Meski sempat lesu akibat pandemi Covid-19, layar industri perfilman nasional kini kembali terkembang. Menurut data dari Kementerian Pariwisata dan Ekonomi Kreatif (Kemenparekraf), jumlah penonton film Indonesia pada 2022 mencapai 55 juta penonton.

Angka tersebut melebihi pencapaian jumlah penonton sebelum pandemi atau tepatnya pada 2019. Saat itu, tercatat sebanyak 52 juta penonton. Jika menggunakan rata-rata harga tiket Rp40.000, jumlah pendapatan dari penjualan tiket film Indonesia di bioskop pada 2022 mencapai Rp2,2 triliun.

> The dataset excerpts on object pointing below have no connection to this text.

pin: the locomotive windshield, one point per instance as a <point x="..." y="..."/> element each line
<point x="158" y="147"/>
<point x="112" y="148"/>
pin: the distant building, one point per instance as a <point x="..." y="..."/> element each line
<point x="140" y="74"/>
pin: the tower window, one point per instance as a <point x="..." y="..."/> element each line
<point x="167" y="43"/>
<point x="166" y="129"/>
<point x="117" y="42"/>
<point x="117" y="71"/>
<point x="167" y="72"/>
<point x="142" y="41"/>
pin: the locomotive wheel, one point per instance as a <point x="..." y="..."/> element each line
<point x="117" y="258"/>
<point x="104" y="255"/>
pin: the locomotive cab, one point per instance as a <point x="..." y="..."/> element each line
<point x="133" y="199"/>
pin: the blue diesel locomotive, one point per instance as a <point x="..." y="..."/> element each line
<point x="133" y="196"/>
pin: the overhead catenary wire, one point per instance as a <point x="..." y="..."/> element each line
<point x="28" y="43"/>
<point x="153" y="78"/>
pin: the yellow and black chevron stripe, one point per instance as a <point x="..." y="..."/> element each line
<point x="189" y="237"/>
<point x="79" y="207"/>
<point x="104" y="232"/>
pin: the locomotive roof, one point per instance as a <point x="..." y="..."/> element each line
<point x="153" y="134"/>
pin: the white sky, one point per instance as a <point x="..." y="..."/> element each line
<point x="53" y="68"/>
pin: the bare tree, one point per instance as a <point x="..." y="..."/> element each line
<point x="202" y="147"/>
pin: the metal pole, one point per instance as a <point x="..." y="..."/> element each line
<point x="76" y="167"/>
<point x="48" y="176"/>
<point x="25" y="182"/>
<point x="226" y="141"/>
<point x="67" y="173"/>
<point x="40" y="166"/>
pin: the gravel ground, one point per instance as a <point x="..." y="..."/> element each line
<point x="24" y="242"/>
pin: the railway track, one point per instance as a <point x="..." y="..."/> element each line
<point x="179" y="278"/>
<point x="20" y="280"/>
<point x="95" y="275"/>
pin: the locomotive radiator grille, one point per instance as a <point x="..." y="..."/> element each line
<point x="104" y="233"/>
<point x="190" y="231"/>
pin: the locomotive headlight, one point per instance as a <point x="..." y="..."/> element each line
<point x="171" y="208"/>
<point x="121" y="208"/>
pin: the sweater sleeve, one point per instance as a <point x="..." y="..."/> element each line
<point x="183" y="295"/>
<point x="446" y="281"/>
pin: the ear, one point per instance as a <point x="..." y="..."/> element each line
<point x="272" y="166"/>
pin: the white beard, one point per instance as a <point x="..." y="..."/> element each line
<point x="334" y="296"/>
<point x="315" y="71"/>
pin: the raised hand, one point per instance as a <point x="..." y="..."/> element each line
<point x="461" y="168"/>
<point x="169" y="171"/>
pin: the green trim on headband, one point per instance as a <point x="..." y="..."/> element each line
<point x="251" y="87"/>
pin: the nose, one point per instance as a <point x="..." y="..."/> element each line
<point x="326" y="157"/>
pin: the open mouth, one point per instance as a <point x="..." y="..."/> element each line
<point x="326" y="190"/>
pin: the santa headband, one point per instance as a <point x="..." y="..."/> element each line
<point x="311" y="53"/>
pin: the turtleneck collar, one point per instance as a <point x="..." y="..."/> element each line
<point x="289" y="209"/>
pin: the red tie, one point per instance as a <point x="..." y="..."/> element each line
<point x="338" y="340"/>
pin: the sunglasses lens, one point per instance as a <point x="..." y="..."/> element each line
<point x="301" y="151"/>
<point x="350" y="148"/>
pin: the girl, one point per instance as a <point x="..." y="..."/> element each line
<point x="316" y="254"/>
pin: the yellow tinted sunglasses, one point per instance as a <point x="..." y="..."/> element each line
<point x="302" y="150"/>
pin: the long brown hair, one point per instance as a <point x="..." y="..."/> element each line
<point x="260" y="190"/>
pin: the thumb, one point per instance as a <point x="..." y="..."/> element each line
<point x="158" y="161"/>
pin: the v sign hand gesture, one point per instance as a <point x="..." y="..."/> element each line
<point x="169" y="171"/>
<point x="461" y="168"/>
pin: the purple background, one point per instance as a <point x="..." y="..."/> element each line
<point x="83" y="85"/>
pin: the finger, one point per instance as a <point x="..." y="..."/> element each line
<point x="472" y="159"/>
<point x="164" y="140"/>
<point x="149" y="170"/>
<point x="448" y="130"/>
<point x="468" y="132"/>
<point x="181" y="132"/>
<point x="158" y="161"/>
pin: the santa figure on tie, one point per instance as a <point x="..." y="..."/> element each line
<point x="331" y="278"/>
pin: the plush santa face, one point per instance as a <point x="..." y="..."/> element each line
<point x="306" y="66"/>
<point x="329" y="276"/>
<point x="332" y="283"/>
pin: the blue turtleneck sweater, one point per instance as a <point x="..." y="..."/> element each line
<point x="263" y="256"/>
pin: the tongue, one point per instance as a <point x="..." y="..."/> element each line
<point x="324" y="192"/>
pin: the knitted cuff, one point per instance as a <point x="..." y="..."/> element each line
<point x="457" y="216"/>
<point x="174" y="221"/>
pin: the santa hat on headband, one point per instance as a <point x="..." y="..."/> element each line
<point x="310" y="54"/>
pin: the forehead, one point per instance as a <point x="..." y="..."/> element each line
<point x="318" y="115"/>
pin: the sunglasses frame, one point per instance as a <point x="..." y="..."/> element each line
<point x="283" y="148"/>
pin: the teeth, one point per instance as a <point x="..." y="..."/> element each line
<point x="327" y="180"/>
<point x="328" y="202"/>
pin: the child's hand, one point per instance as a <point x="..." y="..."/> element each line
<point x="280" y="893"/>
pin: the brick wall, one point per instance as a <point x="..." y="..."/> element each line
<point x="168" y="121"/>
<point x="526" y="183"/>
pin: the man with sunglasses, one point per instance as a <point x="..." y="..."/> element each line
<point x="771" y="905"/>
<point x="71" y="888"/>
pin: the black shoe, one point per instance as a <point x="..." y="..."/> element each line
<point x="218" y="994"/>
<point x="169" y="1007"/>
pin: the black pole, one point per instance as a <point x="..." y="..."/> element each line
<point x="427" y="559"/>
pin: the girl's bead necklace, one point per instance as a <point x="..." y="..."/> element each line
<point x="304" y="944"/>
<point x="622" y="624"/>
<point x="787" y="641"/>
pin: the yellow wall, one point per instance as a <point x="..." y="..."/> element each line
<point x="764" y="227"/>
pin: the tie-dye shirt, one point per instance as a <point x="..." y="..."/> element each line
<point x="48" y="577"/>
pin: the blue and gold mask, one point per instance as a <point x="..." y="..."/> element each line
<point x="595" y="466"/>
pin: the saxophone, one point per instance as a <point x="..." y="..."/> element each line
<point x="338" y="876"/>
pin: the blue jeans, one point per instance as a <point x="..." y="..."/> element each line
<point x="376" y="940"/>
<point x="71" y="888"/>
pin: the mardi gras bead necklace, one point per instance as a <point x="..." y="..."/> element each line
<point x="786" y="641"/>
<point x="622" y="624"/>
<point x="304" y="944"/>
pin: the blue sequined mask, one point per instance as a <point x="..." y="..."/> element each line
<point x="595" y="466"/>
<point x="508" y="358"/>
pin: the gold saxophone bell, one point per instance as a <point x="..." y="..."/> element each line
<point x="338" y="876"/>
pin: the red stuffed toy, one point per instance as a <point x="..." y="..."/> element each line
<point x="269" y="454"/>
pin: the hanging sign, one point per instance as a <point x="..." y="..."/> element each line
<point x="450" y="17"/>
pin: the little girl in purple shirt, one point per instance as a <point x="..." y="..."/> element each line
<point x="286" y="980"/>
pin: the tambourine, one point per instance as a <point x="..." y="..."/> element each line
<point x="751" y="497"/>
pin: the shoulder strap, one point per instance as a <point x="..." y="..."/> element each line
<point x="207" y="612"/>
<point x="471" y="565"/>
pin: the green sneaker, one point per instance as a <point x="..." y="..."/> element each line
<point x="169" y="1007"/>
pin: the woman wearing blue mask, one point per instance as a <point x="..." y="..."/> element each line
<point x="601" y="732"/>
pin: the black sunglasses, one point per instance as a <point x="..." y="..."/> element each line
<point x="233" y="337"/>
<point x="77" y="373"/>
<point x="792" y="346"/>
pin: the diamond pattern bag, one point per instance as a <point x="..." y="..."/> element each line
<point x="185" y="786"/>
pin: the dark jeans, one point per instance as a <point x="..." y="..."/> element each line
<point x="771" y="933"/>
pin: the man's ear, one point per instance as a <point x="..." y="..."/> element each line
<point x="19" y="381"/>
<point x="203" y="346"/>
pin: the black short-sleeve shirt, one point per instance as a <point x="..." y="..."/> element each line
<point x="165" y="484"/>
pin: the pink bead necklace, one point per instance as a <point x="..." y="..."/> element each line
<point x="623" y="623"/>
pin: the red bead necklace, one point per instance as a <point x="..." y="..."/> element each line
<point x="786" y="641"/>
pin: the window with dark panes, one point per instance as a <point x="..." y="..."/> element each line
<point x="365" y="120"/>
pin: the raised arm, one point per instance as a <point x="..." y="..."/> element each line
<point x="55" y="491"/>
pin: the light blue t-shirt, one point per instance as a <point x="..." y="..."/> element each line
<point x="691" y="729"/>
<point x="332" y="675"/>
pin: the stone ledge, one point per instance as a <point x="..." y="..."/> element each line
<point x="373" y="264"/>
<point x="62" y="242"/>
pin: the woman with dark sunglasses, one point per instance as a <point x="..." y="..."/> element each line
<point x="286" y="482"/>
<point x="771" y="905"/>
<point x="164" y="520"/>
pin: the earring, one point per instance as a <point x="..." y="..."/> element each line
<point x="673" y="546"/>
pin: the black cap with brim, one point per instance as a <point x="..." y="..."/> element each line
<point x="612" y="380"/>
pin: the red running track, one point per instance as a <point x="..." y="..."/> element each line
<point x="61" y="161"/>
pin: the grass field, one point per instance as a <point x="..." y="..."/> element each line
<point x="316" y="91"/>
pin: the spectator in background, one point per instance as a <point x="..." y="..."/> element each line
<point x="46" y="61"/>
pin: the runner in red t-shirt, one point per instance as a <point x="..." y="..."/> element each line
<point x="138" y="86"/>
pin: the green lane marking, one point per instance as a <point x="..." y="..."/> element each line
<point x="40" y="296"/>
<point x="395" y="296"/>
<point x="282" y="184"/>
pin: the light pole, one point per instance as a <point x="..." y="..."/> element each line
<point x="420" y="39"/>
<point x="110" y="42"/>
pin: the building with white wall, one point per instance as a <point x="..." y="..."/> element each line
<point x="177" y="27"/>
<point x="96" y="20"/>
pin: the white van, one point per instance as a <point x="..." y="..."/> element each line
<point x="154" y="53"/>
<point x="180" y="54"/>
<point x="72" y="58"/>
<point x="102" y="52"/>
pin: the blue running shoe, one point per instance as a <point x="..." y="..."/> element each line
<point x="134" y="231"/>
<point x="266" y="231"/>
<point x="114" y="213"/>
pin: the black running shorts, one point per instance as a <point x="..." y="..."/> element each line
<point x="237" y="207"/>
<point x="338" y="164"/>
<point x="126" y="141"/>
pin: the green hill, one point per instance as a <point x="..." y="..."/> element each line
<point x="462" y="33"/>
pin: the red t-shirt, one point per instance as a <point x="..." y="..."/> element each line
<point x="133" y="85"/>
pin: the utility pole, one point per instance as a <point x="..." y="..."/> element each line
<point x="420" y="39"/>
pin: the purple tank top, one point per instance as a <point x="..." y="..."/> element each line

Baca juga: Perkuat Ekosistem Sinema di Daerah, Apresiasi Film Indonesia Kembali Digelar Tahun Ini

Masih pada tahun yang sama, nilai market share atau pangsa pasar film Indonesia mencapai 61 persen, di mana angka tersebut tidak pernah tercatat dalam pencapaian industri sinema sebelumnya. Di sisi lain, nilai pendapatan langganan video on demand (VoD) di Indonesia mencapai US$411 juta pada 2021.

Meski demikian, di tengah besarnya potensi tersebut, industri perfilman nasional belum memiliki peta jalan yang terang untuk semakin berkembang. Ekosistem perfilman yang kian besar saat ini tidak memiliki regulasi dan arah kebijakan yang relevan sesuai dengan perkembangan industri dan zaman.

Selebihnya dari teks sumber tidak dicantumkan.